Desde o início do mandato de Lula, dentro do gabinete da Presidência foi criada uma comissão para estudar um desfecho negociado e pacífico da questão da Terra Indígena Raposa Serra do Sol. Foram mantidos contatos, diálogos e negociações com todas as partes, instituições, governo estadual, senado, OAB, etc. Em 2005 o Presidente Lula baixou o decreto homologando a Terra indígena Raposa Serra do Sol como território contínuo. A decisão presidencial provocou de um lado o entusiasmo e a satisfação dos povos indígenas e aliados, mas do outro desencadeou mais resistência agressiva e violenta por parte dos invasores. Em abril passado com o início da Operação Upatakon da Polícia Federal que tinha como objetivo a retirada dos invasores, vários moradores da região ligados aos arrozeiros tentaram impedir com a força. O episódio de maior gravidade ocorreu no dia 05 de abril quando 09 (nove) índios foram baleados pelos jagunços do Sr. Quartiero, enquanto construíam casas em uma área invadida pelos arrozeiros. Diante da tensão criada, e após a prisão do Sr. Quartiero, o Governo do Estado de Roraima entrou na Justiça e obteve a suspensão da ação. Atualmente, os arrozeiros contam com o apoio do governador de Roraima, senadores e deputados federais do Estado que vêem na demarcação da terra indígena uma subtração de terras e a inviabilidade econômica do Estado de Roraima.

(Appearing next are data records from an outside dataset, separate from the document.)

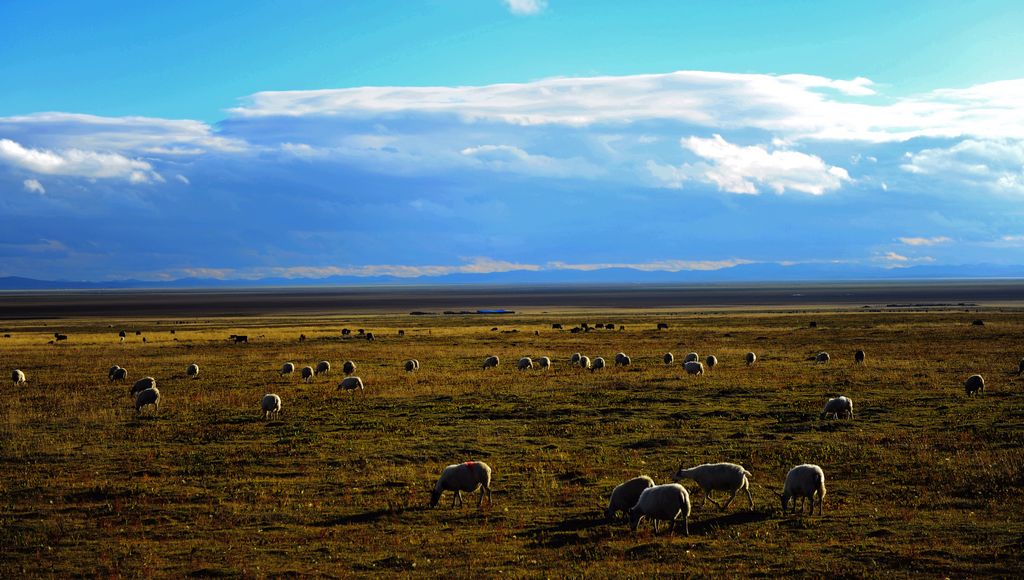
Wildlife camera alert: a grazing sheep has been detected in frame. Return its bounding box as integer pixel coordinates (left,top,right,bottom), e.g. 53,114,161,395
964,375,985,395
776,463,825,515
821,397,853,419
604,475,654,520
313,361,331,376
135,386,160,413
128,377,157,397
338,377,367,397
341,361,355,376
259,392,281,421
672,463,754,511
630,484,690,536
430,461,492,507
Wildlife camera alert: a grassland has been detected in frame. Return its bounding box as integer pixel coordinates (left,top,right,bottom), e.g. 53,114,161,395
0,308,1024,578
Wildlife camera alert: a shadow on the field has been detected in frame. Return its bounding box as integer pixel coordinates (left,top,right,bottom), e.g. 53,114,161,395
690,510,769,535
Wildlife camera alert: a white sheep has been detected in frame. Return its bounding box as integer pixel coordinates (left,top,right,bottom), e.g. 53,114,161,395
672,463,754,511
630,484,690,536
964,375,985,395
338,377,367,397
128,377,157,397
430,461,492,507
341,361,355,376
775,463,825,515
604,475,654,520
259,392,281,421
821,397,853,419
135,386,160,413
313,361,331,376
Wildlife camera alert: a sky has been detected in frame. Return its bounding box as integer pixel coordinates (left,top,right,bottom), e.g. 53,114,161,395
0,0,1024,281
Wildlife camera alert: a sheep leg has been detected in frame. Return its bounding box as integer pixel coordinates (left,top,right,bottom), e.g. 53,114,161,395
700,490,722,509
722,490,739,511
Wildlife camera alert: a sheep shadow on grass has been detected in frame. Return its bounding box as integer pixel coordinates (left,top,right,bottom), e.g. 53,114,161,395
690,510,771,536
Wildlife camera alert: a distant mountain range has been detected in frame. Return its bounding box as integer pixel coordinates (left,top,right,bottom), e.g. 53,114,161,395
0,263,1024,291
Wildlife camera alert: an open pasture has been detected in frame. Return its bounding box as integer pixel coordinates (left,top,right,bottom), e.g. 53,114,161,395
0,308,1024,578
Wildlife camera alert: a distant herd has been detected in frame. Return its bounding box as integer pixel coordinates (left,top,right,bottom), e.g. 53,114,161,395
11,323,1024,535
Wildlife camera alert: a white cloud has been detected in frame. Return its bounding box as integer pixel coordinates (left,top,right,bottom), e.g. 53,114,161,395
647,135,851,196
22,179,46,195
897,236,952,246
459,144,605,178
0,113,250,157
900,139,1024,194
0,139,163,183
502,0,548,15
231,71,1024,142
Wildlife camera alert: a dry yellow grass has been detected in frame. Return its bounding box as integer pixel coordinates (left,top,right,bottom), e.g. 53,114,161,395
0,309,1024,577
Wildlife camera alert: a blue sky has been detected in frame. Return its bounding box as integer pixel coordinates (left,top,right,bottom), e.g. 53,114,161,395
0,0,1024,280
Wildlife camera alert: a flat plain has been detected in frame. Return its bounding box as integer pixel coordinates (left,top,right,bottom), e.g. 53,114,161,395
0,291,1024,577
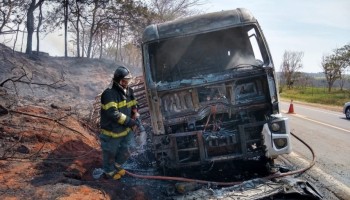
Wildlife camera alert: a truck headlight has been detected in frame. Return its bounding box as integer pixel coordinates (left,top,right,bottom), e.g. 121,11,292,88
273,138,287,149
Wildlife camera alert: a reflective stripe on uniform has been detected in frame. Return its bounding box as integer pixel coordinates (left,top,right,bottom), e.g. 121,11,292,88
118,113,126,124
101,128,131,138
101,100,137,110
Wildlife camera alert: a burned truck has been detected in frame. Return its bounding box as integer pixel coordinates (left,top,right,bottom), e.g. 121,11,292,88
142,8,291,169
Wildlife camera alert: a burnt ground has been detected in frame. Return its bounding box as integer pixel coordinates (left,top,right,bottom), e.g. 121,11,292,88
0,45,326,199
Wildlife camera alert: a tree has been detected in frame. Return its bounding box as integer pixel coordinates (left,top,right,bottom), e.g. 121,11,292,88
0,0,14,35
321,44,350,92
321,55,341,92
36,1,43,55
26,0,45,54
281,51,304,89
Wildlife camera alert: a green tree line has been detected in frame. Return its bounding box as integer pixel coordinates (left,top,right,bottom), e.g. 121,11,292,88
0,0,202,64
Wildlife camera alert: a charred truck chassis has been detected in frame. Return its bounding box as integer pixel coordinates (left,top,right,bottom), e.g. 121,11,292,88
142,9,291,168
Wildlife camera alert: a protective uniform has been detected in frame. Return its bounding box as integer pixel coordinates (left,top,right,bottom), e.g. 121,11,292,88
100,67,137,179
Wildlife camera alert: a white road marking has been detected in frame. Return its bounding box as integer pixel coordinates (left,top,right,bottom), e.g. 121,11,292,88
282,110,350,133
286,152,350,199
283,102,344,117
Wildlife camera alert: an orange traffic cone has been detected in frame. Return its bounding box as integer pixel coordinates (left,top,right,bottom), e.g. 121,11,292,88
288,99,295,114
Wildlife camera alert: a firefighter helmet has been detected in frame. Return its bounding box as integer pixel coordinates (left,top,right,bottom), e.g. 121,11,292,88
113,66,132,83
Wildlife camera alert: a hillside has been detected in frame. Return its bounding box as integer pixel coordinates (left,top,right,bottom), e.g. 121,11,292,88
0,45,153,199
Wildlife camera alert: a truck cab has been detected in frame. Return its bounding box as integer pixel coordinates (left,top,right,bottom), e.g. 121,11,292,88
142,8,291,169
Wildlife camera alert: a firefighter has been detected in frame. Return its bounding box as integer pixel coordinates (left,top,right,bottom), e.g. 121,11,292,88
100,66,139,180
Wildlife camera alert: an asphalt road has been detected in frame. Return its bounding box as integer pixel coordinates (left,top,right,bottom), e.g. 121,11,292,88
280,102,350,199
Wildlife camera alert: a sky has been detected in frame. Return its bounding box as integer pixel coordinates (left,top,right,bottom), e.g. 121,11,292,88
201,0,350,73
2,0,350,73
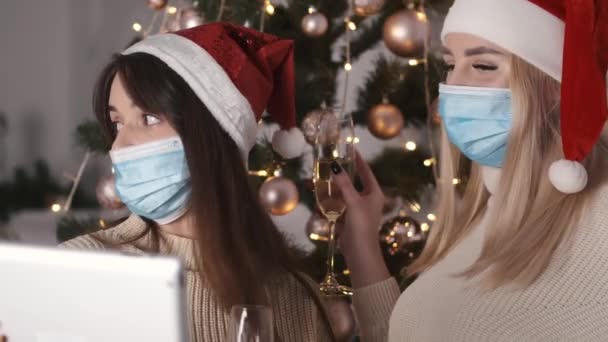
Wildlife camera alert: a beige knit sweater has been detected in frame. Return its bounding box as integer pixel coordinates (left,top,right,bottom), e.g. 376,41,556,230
354,170,608,342
61,215,331,342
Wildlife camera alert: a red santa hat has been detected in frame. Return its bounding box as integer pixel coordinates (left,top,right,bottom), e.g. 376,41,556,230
123,23,306,161
441,0,608,194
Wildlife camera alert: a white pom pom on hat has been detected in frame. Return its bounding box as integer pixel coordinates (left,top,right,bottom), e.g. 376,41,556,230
441,0,608,194
549,159,588,194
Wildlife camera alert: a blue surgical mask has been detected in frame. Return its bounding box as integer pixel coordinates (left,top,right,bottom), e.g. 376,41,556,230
110,137,191,224
439,84,511,167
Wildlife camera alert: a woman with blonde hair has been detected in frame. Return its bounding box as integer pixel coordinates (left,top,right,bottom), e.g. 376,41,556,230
334,0,608,342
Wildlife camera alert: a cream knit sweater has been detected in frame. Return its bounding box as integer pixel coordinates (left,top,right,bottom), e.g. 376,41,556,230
354,170,608,342
61,215,331,342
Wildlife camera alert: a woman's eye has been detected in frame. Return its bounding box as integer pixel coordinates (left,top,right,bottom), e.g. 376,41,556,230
112,121,122,132
144,114,160,126
473,64,498,71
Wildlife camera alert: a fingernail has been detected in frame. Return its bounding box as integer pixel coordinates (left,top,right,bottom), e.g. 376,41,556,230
331,160,342,175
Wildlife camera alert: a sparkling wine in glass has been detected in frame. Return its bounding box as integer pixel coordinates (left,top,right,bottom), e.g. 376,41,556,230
228,305,274,342
313,110,355,297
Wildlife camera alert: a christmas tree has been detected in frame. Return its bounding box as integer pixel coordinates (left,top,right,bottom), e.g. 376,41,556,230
64,0,451,286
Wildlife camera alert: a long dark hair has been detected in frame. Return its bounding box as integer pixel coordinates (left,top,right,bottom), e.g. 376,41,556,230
93,53,331,338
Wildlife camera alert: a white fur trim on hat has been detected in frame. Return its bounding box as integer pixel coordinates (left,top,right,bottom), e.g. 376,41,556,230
441,0,565,82
122,33,257,161
272,127,306,159
549,159,588,194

O julgamento no STF do dia 27 de agosto
No dia 27 de agosto deste teve início o julgamento para decidir definitivamente se a Terra Indígena Raposa Serra do Sol iria permanecer conforme o decreto presidencial, ou seja, como um território continuo, ou se o STF reconhecia como legais as terras dos invasores e decretava a demarcação em áreas indígenas descontínuas, sob forma de pequenas ilhas de terras. Após a exposição das argumentações a favor e contra por parte dos advogados e representantes das duas partes, veio o parecer do ministro relator, o Sr. Ayres de Britto. Este, de forma contundente e firme, se manifestou favorável à permanência da atual demarcação em terras contínuas.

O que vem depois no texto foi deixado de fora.